Del 2006 a abril de este año, el gobierno federal tiene un registro total 28 mil 189 personas desaparecidas.

Pero según datos de organizaciones internacionales, tan solo en un trimestre, las procuradurías y fiscalías estatales sólo hallaron a 0.19% de las personas desaparecidas en el país. Una cifra escalofriante y que muestra la falta de resultados con respecto a estos delitos.
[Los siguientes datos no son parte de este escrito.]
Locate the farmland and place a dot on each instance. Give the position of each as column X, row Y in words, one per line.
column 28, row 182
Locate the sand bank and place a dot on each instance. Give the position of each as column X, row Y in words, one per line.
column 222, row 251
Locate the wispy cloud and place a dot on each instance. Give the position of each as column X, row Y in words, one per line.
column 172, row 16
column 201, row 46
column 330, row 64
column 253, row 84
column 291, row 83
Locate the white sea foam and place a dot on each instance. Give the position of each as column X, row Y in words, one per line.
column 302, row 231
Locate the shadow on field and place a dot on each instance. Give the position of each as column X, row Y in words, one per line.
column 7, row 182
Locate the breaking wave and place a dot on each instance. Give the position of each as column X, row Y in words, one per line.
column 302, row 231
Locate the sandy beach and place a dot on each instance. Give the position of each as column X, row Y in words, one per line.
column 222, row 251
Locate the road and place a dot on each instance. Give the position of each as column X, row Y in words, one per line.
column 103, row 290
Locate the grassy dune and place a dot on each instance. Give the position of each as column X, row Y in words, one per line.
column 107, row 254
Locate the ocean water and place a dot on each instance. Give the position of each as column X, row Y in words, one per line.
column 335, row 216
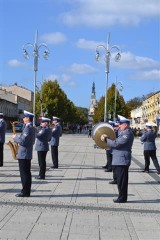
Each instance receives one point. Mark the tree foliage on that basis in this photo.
(55, 103)
(121, 108)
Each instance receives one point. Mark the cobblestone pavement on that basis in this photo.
(75, 202)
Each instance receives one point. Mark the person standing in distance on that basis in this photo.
(25, 141)
(42, 145)
(121, 157)
(3, 127)
(148, 140)
(56, 134)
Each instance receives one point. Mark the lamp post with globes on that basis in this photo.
(115, 96)
(40, 96)
(36, 48)
(107, 58)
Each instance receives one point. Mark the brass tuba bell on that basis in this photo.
(13, 146)
(102, 128)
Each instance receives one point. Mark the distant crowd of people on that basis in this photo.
(118, 151)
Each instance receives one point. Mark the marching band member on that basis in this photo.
(121, 156)
(42, 146)
(3, 127)
(26, 141)
(56, 133)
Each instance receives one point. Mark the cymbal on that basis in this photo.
(100, 129)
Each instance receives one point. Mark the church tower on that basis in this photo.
(93, 104)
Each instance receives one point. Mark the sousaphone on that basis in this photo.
(102, 128)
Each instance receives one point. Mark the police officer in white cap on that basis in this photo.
(121, 156)
(42, 146)
(25, 141)
(56, 133)
(3, 127)
(148, 139)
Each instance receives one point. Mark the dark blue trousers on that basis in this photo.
(25, 174)
(122, 181)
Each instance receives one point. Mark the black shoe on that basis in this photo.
(113, 182)
(22, 195)
(40, 177)
(108, 170)
(119, 201)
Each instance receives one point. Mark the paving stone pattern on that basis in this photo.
(75, 201)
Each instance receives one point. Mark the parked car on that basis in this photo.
(19, 127)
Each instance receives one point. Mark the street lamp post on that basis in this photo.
(108, 51)
(36, 48)
(115, 98)
(40, 96)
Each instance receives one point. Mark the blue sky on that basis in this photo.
(72, 29)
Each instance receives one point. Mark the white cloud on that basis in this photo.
(148, 75)
(15, 63)
(86, 44)
(66, 80)
(81, 69)
(130, 61)
(52, 77)
(107, 13)
(54, 38)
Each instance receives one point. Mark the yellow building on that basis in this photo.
(149, 111)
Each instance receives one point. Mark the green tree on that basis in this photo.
(56, 103)
(121, 108)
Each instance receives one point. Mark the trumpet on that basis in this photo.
(13, 146)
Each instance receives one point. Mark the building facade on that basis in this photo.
(13, 100)
(149, 111)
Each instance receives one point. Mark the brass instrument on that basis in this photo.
(13, 146)
(102, 128)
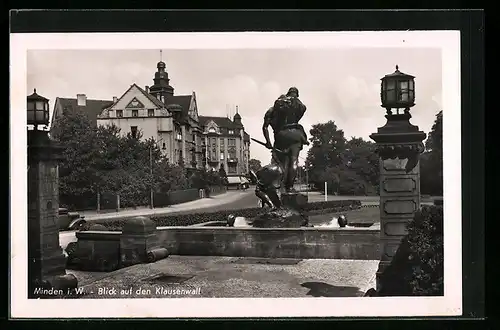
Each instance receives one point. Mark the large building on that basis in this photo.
(172, 121)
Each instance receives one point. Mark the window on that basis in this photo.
(231, 169)
(133, 131)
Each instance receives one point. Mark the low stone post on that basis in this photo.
(139, 243)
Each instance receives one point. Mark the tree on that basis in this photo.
(327, 144)
(431, 161)
(254, 164)
(100, 160)
(361, 158)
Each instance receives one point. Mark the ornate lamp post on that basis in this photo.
(399, 144)
(46, 261)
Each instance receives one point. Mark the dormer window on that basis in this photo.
(133, 131)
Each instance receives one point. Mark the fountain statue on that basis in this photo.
(275, 182)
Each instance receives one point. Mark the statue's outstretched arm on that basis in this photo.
(265, 126)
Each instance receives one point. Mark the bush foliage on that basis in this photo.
(417, 268)
(195, 218)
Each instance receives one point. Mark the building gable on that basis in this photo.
(134, 98)
(211, 127)
(193, 108)
(135, 104)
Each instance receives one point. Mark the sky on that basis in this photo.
(339, 84)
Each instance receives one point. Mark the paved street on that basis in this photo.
(228, 277)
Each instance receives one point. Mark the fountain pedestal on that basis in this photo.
(289, 215)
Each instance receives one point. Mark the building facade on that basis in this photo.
(173, 121)
(225, 144)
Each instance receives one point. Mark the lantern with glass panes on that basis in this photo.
(398, 92)
(37, 110)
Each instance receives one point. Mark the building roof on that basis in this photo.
(220, 121)
(92, 109)
(183, 100)
(149, 96)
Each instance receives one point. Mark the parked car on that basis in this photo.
(70, 220)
Y la cosa se pone peor cuando nos damos cuentas que el país se ha convertido en una gran fosa clandestina en donde gran parte de estos desaparecidos fueron sepultados y que nadie sabe quiénes son, de dónde proceden, qué hacían mientras estaban vivos y lo más importante, cómo llegaron sus cuerpos a esos lugares.

Según cifras oficiales, entre agosto de 2006 y diciembre de 2015, han encontrado 662 cadáveres en 201 fosas clandestinas y tan solo en Iguala, Guerrero, se han hallado 133 cuerpos en 63 sitios.

En Morelos, hace apenas una semana rescataron 117 cuerpos de una fosa clandestina de Tetelcingo y el gobierno local ya reconoció que hay otra fosa con al menos 30 cuerpos en Jojutla.

Pero a esto hay que sumarle los cuerpos encontrados en Veracruz, Estado de México, Coahuila, Chihuahua, Tamaulipas y un largo etc.

Así, en lo que va del presente año, se han detectado decenas de fosas clandestinas con cerca de 500 cadáveres, entre los cuales unos 300 a 400 totalmente calcinados fueron hallados en el Rancho El Limón, en Tlalixcoyan, Veracruz, según cifras de La Jornada.

Ante tanta impunidad, dolor y reclamo social, ¿hasta qué punto el Nuevo Sistema de Justica Penal podrá aliviar estas deudas? Confirmo lo que he dicho varias veces, el gran problema de México es que en realidad no existe la justicia.